Moreover, children deficient in nutrients such as iron, have been known to be more vulnerable to lead poisoning threatening their IQ even further.
In South-east Asia alone, an estimated 1.5 billion people are said to be affected by the iron deficiency, partly due to impoverished crops.
One other disturbing finding is Dr Williams’s observation, in some Indian villages where “the wells have been poisoned with fluoride, causing a loss in intelligence”.
Interestingly enough, a study published in a recent International Journal of Environmental Studies describes a fluoride-related factor that is correlated with higher lead levels in children.
Analysing a survey of over 280,000 Massachusetts children, the investigators found that silicofluorides chemicals widely used in treating public water supplies in the area of study are associated with an increase in children’s absorption of lead.
From the analysis, the study found that levels of lead in children’s blood was significantly higher in Massachusetts communities using the silicofluorides: fluosilicic acid and sodium silicofluoride, than in towns where water is treated with sodium fluoride or not fluoridated at all.
Compared to a matched group of 30 towns that do not use silicofluorides, children in 30 communities that use these chemicals were over twice as likely to exceed the so-called “safe” limits accepted internationally, at 10 microgramme per 100 millilitre of blood lead.
In fact earlier in 1997 the Natick Fluoridation Study Committee, after conducting “a thorough review of the scientific literature” states that the developmental neurotoxicity of fluoride would manifest as lower IQ and behavioural changes.
These are is not all. Epidemiologists have also detected a statistically significant increase in the birth of children with Down’s Syndrome which is linked to radiation from the explosion of the Chernobyl nuclear reactor.
The increase was dependent on rainfall in the period following the explosion whereby excess Down’s Syndrome births were recorded in some parts of Europe, just nine months after the disaster.
And since one of its four reactors in Chernobyl is still in operation, experts regard this as a ticking bomb.
All these has led to the director of the Global Environmental Change Programme, Dr Frans Berkhout, to remark: “This issue reveals a wider problem that science has when faced with complex and uncertain environmental issues.

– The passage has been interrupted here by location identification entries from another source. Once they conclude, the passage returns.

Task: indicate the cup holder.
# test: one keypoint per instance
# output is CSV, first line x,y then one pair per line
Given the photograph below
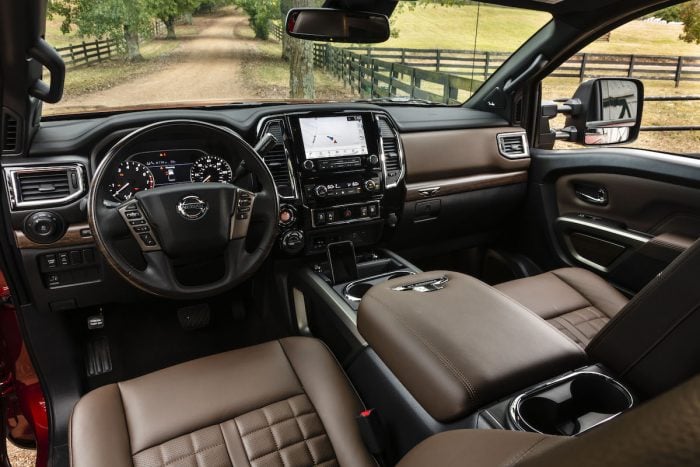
x,y
571,405
354,291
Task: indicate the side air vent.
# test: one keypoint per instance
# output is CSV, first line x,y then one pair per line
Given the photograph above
x,y
45,186
513,145
10,133
391,150
277,161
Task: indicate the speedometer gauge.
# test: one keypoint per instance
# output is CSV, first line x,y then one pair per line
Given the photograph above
x,y
211,169
131,178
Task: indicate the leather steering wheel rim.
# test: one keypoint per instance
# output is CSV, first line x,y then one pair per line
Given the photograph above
x,y
158,278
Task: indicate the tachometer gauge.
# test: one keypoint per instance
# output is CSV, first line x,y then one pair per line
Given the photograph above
x,y
211,169
131,178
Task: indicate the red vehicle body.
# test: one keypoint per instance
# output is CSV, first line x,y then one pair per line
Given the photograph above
x,y
23,404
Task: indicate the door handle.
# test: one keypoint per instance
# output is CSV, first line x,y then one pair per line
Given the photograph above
x,y
592,195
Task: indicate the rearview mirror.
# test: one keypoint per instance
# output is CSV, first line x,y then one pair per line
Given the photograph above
x,y
609,111
329,25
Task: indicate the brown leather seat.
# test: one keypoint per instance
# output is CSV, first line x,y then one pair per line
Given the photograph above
x,y
663,432
575,301
284,403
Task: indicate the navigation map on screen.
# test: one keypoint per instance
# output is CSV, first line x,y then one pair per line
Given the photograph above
x,y
333,136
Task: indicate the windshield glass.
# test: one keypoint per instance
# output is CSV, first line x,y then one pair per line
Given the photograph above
x,y
166,53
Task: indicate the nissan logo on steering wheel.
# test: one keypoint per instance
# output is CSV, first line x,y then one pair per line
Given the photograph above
x,y
192,207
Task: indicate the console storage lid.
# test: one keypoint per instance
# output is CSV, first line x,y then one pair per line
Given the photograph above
x,y
458,344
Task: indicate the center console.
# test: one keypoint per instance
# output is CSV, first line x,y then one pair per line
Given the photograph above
x,y
339,176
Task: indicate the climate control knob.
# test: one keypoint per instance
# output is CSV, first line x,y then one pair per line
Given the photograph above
x,y
370,185
321,191
292,241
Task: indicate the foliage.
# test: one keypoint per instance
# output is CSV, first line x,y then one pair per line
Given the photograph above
x,y
260,13
102,18
671,14
690,15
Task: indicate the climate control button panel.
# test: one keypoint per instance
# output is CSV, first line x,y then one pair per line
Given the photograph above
x,y
345,213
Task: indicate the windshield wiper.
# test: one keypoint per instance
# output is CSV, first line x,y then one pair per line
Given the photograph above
x,y
398,100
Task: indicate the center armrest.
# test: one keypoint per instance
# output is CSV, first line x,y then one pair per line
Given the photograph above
x,y
464,345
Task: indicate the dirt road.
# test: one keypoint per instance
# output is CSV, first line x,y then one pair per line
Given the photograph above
x,y
206,67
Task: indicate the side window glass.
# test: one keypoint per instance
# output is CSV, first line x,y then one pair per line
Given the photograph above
x,y
663,51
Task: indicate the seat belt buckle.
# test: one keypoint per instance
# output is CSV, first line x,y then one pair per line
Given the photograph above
x,y
371,431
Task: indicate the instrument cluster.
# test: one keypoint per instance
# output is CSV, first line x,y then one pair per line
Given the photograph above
x,y
150,169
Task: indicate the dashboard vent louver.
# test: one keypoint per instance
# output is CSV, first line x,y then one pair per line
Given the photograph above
x,y
390,148
10,133
45,186
276,160
513,145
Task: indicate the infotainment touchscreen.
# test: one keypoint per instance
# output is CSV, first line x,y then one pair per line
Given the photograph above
x,y
333,136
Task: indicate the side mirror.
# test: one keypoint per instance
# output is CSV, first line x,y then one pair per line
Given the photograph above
x,y
329,25
606,111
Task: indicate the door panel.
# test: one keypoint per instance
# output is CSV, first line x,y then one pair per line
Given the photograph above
x,y
622,216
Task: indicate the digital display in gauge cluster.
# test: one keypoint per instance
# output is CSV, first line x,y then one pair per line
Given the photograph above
x,y
150,169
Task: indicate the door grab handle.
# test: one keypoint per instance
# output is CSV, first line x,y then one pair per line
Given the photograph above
x,y
601,199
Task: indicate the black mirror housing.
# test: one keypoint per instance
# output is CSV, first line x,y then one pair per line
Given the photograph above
x,y
609,113
331,25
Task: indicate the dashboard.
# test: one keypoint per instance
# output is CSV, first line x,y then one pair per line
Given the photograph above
x,y
151,169
372,175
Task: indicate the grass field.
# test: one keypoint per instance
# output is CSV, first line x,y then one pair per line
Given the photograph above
x,y
505,29
87,79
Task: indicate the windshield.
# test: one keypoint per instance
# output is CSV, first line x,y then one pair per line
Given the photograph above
x,y
166,53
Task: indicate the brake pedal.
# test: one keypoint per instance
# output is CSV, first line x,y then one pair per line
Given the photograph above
x,y
194,316
98,357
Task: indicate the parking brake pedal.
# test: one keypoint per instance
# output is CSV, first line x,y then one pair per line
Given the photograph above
x,y
98,358
194,316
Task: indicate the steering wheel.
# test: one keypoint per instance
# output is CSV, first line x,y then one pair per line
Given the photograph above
x,y
175,225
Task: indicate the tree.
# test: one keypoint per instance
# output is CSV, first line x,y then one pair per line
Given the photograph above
x,y
690,15
119,19
168,10
260,13
301,63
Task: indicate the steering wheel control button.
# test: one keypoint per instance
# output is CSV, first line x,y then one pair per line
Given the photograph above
x,y
43,227
147,239
192,207
242,212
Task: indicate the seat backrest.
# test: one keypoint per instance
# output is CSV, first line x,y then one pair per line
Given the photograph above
x,y
665,431
652,343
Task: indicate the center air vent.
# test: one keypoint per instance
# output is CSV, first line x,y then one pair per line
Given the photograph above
x,y
513,145
277,161
45,186
391,151
10,133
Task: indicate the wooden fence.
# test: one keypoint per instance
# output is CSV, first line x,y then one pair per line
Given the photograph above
x,y
86,53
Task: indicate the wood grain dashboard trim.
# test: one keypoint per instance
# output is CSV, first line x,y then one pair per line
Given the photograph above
x,y
72,237
450,186
440,155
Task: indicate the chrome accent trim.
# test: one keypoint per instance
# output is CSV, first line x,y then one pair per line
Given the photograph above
x,y
11,181
263,125
519,422
399,147
526,145
353,298
426,192
351,221
429,285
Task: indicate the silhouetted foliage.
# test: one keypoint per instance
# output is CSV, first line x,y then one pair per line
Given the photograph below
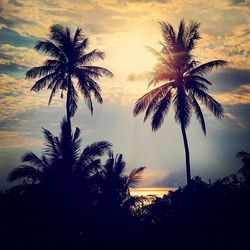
x,y
183,84
69,60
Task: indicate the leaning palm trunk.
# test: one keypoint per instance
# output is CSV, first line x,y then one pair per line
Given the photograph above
x,y
182,83
68,113
188,168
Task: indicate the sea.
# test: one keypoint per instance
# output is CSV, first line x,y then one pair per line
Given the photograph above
x,y
159,192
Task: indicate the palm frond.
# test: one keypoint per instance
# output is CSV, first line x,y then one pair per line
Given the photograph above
x,y
161,110
51,49
99,70
24,172
33,160
143,102
42,83
91,56
134,177
168,34
39,71
207,67
214,106
95,149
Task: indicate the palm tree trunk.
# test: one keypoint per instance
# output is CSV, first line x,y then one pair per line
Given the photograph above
x,y
188,169
68,106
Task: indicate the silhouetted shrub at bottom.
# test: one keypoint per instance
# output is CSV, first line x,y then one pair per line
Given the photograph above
x,y
197,216
71,200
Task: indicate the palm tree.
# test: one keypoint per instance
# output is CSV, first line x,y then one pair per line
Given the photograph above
x,y
183,83
68,61
61,162
115,184
245,169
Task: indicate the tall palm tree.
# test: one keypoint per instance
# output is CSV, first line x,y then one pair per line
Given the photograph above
x,y
61,163
69,60
245,169
115,184
182,82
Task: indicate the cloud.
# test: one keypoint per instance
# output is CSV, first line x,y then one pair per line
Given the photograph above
x,y
239,96
240,2
20,56
228,79
16,97
12,37
17,139
132,77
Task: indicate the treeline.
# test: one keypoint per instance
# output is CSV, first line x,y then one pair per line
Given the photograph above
x,y
99,213
73,199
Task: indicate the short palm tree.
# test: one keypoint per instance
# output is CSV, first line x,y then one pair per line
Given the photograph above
x,y
68,61
182,83
115,184
62,163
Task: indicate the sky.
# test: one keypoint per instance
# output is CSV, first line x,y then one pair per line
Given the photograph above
x,y
123,29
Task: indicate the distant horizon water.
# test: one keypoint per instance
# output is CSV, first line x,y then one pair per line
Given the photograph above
x,y
145,191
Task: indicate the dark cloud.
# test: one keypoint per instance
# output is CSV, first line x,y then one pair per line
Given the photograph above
x,y
174,179
15,70
229,79
12,37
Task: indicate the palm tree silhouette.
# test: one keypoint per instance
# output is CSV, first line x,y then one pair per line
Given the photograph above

“Some of the most difficult environmental challenges are not being adequately addressed simply because of the difficulties of collecting the necessary evidence and establishing cause and effect.”
Although in some cases it is hard to know the full extent of some of the impending problems, the public must be made aware of their possibilities, and not to dismiss them offhand or to be taken lightly.
We need to act smart, rather than falling back on knee-jerk type of responses when confronted with such complex findings. As such let us stay smart by showing our commitment against the use of chemicals that would not only hurt our environment, but also insult our intelligence.